XYZ file format — LLMpedia

XYZ file format
Name	XYZ file format
Extension	.xyz
Type	Data file
Owner	Various organizations
Released	1990s–2000s (varies)
Latest release	Multiple revisions (vendor-dependent)
Genre	Binary and plain-text data interchange

Contents

Overview
File structure
Usage and applications
Software and tool support
History and development
Security and compatibility considerations

XYZ file format is a general-purpose data interchange format used in multiple domains for representing point-clouds, coordinate sets, metadata blocks, and structured records. It appears in distinct implementations across scientific computing, graphics, chemistry, and geographic systems, where competing definitions coexist. Implementations often differ in encoding, metadata conventions, and intended consumer software.

Overview

The format is implemented by vendors, standards bodies, and open-source projects, each producing variant specifications and profiles.
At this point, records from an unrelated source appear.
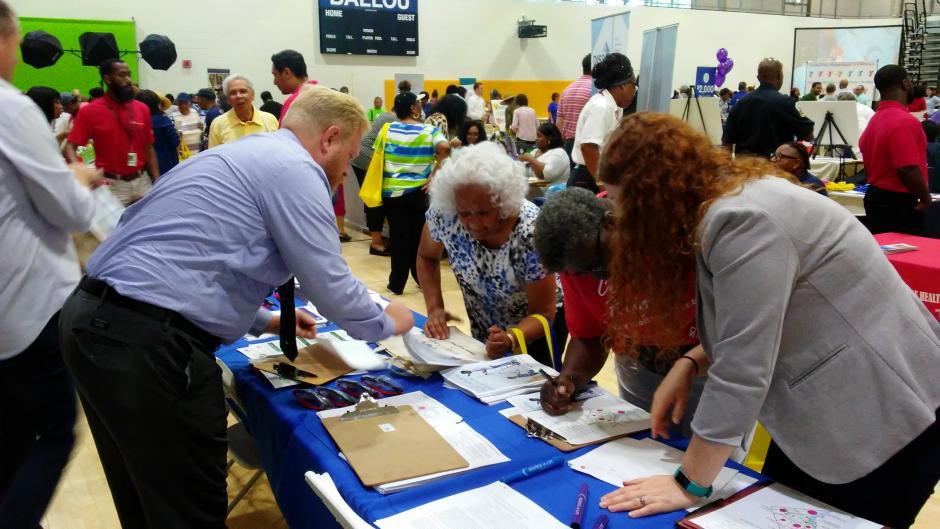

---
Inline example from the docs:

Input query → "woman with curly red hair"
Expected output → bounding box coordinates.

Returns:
[599,113,940,528]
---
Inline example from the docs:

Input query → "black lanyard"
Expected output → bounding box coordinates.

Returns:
[105,96,134,143]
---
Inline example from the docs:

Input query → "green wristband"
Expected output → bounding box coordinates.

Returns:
[674,467,713,498]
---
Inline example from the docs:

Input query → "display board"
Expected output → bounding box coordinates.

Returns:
[13,17,139,95]
[319,0,418,56]
[792,26,901,99]
[800,61,878,100]
[591,12,630,65]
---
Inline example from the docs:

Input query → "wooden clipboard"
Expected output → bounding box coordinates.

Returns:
[252,343,353,386]
[509,415,648,452]
[323,396,470,487]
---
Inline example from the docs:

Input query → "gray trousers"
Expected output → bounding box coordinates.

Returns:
[614,354,705,437]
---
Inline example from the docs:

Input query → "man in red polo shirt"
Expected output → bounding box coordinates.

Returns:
[65,59,160,206]
[535,187,705,436]
[271,50,317,122]
[858,64,930,235]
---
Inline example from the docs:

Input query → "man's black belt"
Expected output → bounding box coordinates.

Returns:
[78,276,222,350]
[104,171,143,182]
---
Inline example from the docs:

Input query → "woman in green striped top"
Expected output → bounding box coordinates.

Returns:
[384,92,450,295]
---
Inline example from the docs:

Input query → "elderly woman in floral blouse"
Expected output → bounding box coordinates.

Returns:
[417,142,568,365]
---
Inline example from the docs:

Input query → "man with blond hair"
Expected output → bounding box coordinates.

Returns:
[60,87,412,529]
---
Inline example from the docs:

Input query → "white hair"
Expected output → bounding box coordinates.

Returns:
[430,141,529,218]
[222,73,255,97]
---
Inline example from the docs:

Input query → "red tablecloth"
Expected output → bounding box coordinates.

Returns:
[875,233,940,320]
Notable institutions and projects associated with different profiles include National Aeronautics and Space Administration, European Space Agency, Lawrence Berkeley National Laboratory, Google, and Open Geospatial Consortium. Implementations frequently target workflows tied to Autodesk, Blender, Esri, Agisoft, and Trimble. In academic contexts the format is referenced in publications from Stanford University, Massachusetts Institute of Technology, ETH Zurich, University of Cambridge, and California Institute of Technology that address point-cloud processing, molecular modeling, or surface reconstruction.

Multiple ecosystems adopt the format for input/output pipelines, including those centered on Point Cloud Library, PDAL, VTK, ParaView, and MeshLab. Commercial software such as Autodesk ReCap, Bentley Systems, Leica Geosystems, FARO Technologies, and Hexagon AB may use their own .xyz-variant for interoperability. Open-source toolchains built around GNU Project utilities and Python libraries like SciPy, NumPy, and Pandas also read and write variants.

File structure

Structure varies: some profiles specify plain-text ASCII rows with coordinate tuples, others define compact binary records or tagged sections with metadata headers. Common components in many variants include a header block, coordinate arrays, attribute columns, and optional footer or checksum. Profiles used by Crystallographic Open Database or computational chemistry tools align fields with atom types and occupancy; those linked to Geospatial Information Systems align with geodetic datums and projection identifiers related to EPSG datasets.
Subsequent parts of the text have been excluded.